わが国の特許制度は明治18年に始まっているがなんと明治23年には折畳み式こうもり傘、傘自動開(現在のジャンプ傘の先駆)の特許登録がなされている。日本人の研究熱心と技術の高さは現在も続いて品質においてデザインにおいても世界最高水準だと私は思っている。傘は骨屋、手元屋、生地屋とそれを組み立てるアセンブラーの共同制作製品である。それぞれの分野の材料がマッチしてはじめて美しいハーモニーを奏でるのだ。 いまは簡単に手に入る雨傘。
単に雨露をしのぐ道具と言ってしまえばそれまでだが、こんどの雨の日に傘を使うときに、雨傘が現在に至るまでの物語を知っていただくことで少しでも傘に思いを巡らせていただければ幸いである。

 

 

 

※「洋傘ショールの歴史」大阪洋傘ショール商工協同組合(昭和43年刊行)を参考にさせていただきました。 文責・柴田嘉和

 

遣米使節小栗上野介も傘を買っていた

このときの遣米使節小栗上野介(おぐりこうずけのすけ・幕末、横須賀に造船所を建設した近代日本の発展につくした)も土産に傘を買っていたとのメールを小栗上野介の寺 群馬県東善寺の 村上泰賢様より いただきました。

「私どもの寺は遣米使節小栗上野介の菩提寺でして、幕末の歴史を小栗上野介を中心に HPで見ていただいております。

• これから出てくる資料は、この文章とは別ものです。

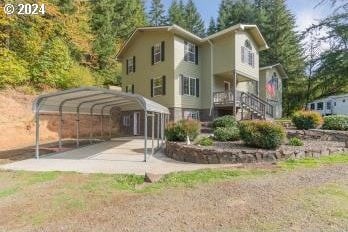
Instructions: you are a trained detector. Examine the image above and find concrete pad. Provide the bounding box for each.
[1,137,240,175]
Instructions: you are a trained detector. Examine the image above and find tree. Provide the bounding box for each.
[207,17,217,35]
[184,0,205,36]
[148,0,167,26]
[168,0,186,27]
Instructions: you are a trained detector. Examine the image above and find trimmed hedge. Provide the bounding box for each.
[165,119,201,142]
[212,115,238,129]
[214,127,240,141]
[239,120,286,149]
[322,115,348,131]
[292,110,323,130]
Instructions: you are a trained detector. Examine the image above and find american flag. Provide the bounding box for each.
[266,77,276,97]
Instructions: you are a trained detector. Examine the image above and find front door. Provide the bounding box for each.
[224,81,231,91]
[133,112,140,135]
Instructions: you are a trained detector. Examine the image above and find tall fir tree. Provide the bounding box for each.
[148,0,167,26]
[184,0,205,36]
[168,0,186,27]
[207,17,217,35]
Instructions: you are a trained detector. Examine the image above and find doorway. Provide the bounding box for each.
[133,112,141,135]
[224,81,231,91]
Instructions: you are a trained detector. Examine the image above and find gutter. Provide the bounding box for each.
[207,39,214,117]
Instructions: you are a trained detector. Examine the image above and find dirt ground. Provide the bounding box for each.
[0,164,347,232]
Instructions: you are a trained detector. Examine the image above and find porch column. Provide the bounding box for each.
[233,69,237,117]
[157,113,160,148]
[144,111,148,162]
[152,112,155,155]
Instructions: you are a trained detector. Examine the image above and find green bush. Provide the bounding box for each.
[288,137,304,146]
[212,115,238,129]
[322,115,348,131]
[292,110,323,130]
[198,137,214,146]
[214,127,240,142]
[239,120,286,149]
[165,119,200,142]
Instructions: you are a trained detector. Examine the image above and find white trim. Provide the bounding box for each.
[182,75,198,96]
[133,112,140,135]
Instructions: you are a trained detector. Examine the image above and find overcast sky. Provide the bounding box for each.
[144,0,332,32]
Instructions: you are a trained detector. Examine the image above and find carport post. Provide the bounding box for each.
[144,111,148,162]
[157,113,160,148]
[35,111,40,159]
[76,113,80,147]
[161,113,164,146]
[152,112,155,155]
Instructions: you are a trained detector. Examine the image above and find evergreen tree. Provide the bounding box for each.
[207,17,217,35]
[184,0,205,36]
[168,0,186,27]
[148,0,167,26]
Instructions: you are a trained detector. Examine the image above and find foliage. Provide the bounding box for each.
[212,115,238,129]
[168,0,185,27]
[165,119,200,141]
[322,115,348,131]
[148,0,167,26]
[207,17,217,35]
[288,137,304,146]
[239,120,286,149]
[213,127,240,142]
[279,154,348,170]
[198,137,214,146]
[292,110,323,130]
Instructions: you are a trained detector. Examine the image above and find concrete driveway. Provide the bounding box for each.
[0,137,238,175]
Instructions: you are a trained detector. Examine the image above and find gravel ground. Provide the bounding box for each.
[18,164,347,232]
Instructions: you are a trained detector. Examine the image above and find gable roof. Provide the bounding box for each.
[260,63,288,79]
[116,24,269,59]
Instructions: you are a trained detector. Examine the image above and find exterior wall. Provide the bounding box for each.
[121,31,175,108]
[234,30,259,81]
[173,36,201,109]
[212,34,235,75]
[200,43,213,109]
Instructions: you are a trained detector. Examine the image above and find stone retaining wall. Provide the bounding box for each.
[165,141,348,164]
[287,129,348,142]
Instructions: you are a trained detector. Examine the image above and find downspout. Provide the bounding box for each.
[207,39,214,117]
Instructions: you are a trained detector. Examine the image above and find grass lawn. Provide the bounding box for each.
[0,153,347,230]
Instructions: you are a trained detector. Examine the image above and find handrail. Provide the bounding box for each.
[240,92,274,119]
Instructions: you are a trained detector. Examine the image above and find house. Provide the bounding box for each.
[116,24,286,131]
[307,94,348,116]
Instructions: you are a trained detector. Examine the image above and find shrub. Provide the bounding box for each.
[214,127,240,141]
[239,120,286,149]
[165,119,200,142]
[212,115,238,129]
[322,115,348,131]
[288,137,304,146]
[198,137,214,146]
[292,110,323,130]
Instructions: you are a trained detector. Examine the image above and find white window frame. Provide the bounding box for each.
[127,57,134,74]
[153,77,163,96]
[241,40,255,67]
[184,110,199,120]
[184,41,196,63]
[153,43,161,64]
[123,115,130,127]
[182,75,197,96]
[317,102,324,110]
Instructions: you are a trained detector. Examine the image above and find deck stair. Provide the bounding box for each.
[240,92,274,120]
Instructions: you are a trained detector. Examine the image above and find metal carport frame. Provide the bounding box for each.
[33,87,170,162]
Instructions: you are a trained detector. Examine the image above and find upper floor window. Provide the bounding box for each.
[184,41,198,64]
[151,41,165,65]
[181,75,199,97]
[151,76,166,97]
[241,39,255,67]
[126,56,135,74]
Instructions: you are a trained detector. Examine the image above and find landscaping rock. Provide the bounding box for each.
[145,172,163,183]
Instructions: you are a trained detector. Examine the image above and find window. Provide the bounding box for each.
[182,75,198,96]
[127,57,135,74]
[184,41,196,63]
[327,102,332,110]
[317,102,324,110]
[310,103,315,110]
[241,40,255,67]
[334,102,336,106]
[272,72,279,90]
[153,77,163,96]
[153,43,161,64]
[123,115,130,127]
[343,99,346,103]
[184,111,199,120]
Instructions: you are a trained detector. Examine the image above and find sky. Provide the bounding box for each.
[144,0,332,32]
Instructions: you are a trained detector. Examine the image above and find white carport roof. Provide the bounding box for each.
[33,87,170,115]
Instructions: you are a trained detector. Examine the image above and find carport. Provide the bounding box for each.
[33,87,170,162]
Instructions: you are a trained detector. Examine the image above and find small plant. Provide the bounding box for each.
[288,137,304,146]
[165,119,201,142]
[213,127,240,141]
[322,115,348,131]
[239,120,286,149]
[198,137,214,146]
[292,110,323,130]
[212,115,238,129]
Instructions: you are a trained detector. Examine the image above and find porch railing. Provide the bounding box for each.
[240,92,274,119]
[213,90,241,105]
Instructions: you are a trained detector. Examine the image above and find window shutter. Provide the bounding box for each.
[180,74,184,95]
[151,46,154,65]
[150,79,154,97]
[161,41,165,61]
[131,84,134,94]
[125,86,128,93]
[196,79,199,97]
[126,59,129,74]
[195,45,198,65]
[133,56,136,72]
[162,75,166,95]
[184,42,188,61]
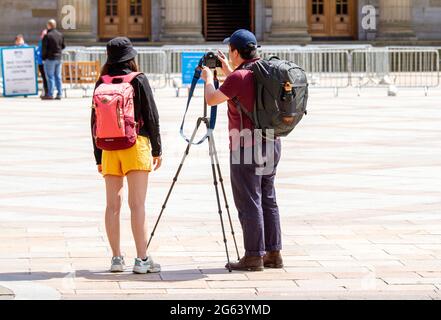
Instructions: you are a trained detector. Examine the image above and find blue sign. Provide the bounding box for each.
[181,52,204,86]
[1,46,39,97]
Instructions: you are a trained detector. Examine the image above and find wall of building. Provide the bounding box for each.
[0,0,58,45]
[1,0,441,45]
[358,0,441,41]
[357,0,379,41]
[413,0,441,40]
[151,0,162,41]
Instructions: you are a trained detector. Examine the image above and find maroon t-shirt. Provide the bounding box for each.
[219,58,259,150]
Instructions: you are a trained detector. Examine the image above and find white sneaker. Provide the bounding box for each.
[110,256,125,272]
[133,256,161,274]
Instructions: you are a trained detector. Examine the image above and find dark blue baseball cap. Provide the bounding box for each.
[223,29,259,49]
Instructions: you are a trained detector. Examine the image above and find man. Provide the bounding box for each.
[200,29,283,271]
[42,19,65,100]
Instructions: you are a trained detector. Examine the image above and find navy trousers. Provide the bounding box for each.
[230,139,282,257]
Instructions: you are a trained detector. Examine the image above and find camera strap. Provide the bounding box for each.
[180,67,219,145]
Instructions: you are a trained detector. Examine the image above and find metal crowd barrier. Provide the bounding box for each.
[60,51,74,97]
[58,46,440,97]
[62,48,168,93]
[351,47,440,95]
[162,47,351,96]
[260,48,351,96]
[162,46,226,82]
[136,49,168,89]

下記のHPでさらに詳しいことがご理解いただけると思 います。小栗公も傘を買って帰国したようで、村人に目撃されております。」

小栗上野介の寺 群馬県東善寺 村上泰賢

(咸臨丸が遣米使節船だとの誤解が多いが、遣米使節が実際に乗った船はアメリカ軍艦ポウハタン号、咸臨丸はその随行艦だった。咸臨丸の目的は日本の技術でアメリカまで航海することだった。「福翁自伝」にその記述があります。)